O Instituto Econacional, liderado pelo empresário Ramalho Souza Alves, tem levantado discussões importantes sobre o futuro da saúde pública no Brasil, especialmente diante do envelhecimento acelerado da população. Conforme o administrador, a gestão em saúde precisa se antecipar aos desafios trazidos pelo aumento da expectativa de vida e pela mudança no perfil demográfico do país.
Com uma população idosa crescente, o Brasil se vê diante de uma urgência: adaptar suas políticas públicas, sua infraestrutura e sua capacidade de atendimento às novas demandas que surgem com o envelhecimento. Mas, afinal, o país está realmente preparado para enfrentar essa transformação?
O que o envelhecimento da população revela sobre os desafios da gestão em saúde no Brasil?
O envelhecimento populacional é um fenômeno global, mas no Brasil ocorre de forma rápida e com impactos significativos. A proporção de idosos, que hoje representa cerca de 15% da população, deve ultrapassar 30% nas próximas décadas. Esse cenário exige uma revisão profunda na gestão em saúde, considerando o aumento da demanda por cuidados prolongados, acompanhamento de doenças crônicas e assistência multidisciplinar.
Segundo Ramalho Souza Alves, presidente do Instituto Econacional, essa realidade impõe um novo olhar sobre a estrutura do sistema de saúde. É necessário investir em programas preventivos, atenção básica qualificada e integração entre serviços de saúde e assistência social.

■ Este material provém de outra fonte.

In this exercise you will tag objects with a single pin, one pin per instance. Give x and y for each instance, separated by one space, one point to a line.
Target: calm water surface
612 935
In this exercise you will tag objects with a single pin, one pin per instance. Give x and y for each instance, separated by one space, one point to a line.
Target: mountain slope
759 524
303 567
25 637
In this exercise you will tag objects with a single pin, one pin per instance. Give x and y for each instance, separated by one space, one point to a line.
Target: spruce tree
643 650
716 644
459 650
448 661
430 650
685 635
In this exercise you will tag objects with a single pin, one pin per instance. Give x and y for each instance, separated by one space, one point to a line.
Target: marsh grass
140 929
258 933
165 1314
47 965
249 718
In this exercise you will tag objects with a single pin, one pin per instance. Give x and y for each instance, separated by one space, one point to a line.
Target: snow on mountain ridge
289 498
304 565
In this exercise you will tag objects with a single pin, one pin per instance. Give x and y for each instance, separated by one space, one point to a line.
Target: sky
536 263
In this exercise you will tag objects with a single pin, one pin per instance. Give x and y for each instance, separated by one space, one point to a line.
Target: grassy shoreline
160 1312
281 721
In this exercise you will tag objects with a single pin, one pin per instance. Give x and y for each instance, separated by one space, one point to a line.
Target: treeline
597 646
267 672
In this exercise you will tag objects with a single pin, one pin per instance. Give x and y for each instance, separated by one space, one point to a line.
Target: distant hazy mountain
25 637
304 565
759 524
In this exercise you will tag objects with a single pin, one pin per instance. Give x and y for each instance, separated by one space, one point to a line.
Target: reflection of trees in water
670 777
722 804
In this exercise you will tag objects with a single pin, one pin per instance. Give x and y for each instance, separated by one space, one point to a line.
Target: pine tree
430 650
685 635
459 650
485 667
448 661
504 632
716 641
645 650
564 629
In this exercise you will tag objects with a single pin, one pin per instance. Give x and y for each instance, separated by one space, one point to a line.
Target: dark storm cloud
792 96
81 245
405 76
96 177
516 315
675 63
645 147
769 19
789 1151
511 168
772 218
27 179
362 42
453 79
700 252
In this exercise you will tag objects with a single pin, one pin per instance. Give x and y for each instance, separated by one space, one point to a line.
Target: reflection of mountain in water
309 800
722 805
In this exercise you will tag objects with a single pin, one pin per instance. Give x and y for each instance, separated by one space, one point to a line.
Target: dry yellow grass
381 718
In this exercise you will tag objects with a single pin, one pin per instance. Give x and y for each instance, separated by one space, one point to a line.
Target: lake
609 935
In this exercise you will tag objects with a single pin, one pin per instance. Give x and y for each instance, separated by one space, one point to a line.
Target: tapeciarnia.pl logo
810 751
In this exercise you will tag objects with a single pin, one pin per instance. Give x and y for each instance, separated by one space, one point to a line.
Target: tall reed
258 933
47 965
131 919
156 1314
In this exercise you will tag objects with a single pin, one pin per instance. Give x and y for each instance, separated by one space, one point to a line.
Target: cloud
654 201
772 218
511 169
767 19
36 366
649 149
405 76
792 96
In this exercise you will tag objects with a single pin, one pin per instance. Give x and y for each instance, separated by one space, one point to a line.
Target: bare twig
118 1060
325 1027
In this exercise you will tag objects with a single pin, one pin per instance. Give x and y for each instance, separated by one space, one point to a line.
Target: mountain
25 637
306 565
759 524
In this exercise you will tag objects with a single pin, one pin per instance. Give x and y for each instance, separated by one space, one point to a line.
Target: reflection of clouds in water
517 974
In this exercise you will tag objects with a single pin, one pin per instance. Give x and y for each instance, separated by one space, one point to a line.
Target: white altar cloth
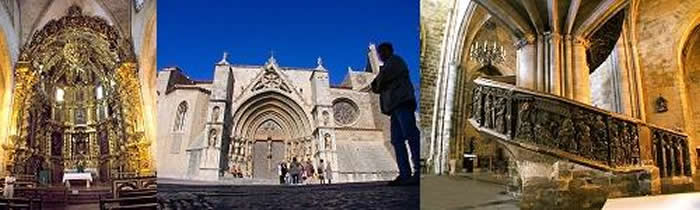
67 177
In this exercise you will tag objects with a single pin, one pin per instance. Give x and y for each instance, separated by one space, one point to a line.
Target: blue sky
194 34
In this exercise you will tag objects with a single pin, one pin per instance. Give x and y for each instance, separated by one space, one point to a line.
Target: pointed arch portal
268 128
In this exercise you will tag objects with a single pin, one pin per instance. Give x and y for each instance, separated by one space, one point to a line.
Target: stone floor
670 201
464 192
370 195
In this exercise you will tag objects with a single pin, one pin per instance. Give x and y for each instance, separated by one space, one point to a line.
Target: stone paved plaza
464 192
369 195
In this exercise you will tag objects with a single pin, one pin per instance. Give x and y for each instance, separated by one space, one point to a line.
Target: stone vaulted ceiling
578 18
33 13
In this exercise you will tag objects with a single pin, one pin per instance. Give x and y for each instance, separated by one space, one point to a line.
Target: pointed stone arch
277 110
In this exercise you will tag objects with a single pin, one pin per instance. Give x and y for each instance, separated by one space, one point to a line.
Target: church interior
570 103
77 84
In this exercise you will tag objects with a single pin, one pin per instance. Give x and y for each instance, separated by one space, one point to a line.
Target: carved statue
488 109
327 140
661 105
525 121
566 136
476 107
500 115
585 145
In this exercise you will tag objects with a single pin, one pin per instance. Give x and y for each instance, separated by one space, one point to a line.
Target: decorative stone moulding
574 131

O Brasil está investindo o suficiente na atenção ao idoso?
Apesar de alguns avanços, o investimento em políticas públicas voltadas à população idosa ainda é insuficiente. Poucas cidades brasileiras contam com centros especializados em geriatria, e a oferta de serviços de longa permanência é limitada. A atenção básica, que deveria ser a porta de entrada e o principal canal de prevenção, enfrenta desafios estruturais e de gestão.

Conforme observa Ramalho Souza Alves, o Instituto Econacional defende que é preciso ampliar o financiamento público com foco estratégico em saúde preventiva, reabilitação e suporte psicossocial. Apenas com planejamento e foco no envelhecimento saudável será possível evitar o colapso futuro do sistema.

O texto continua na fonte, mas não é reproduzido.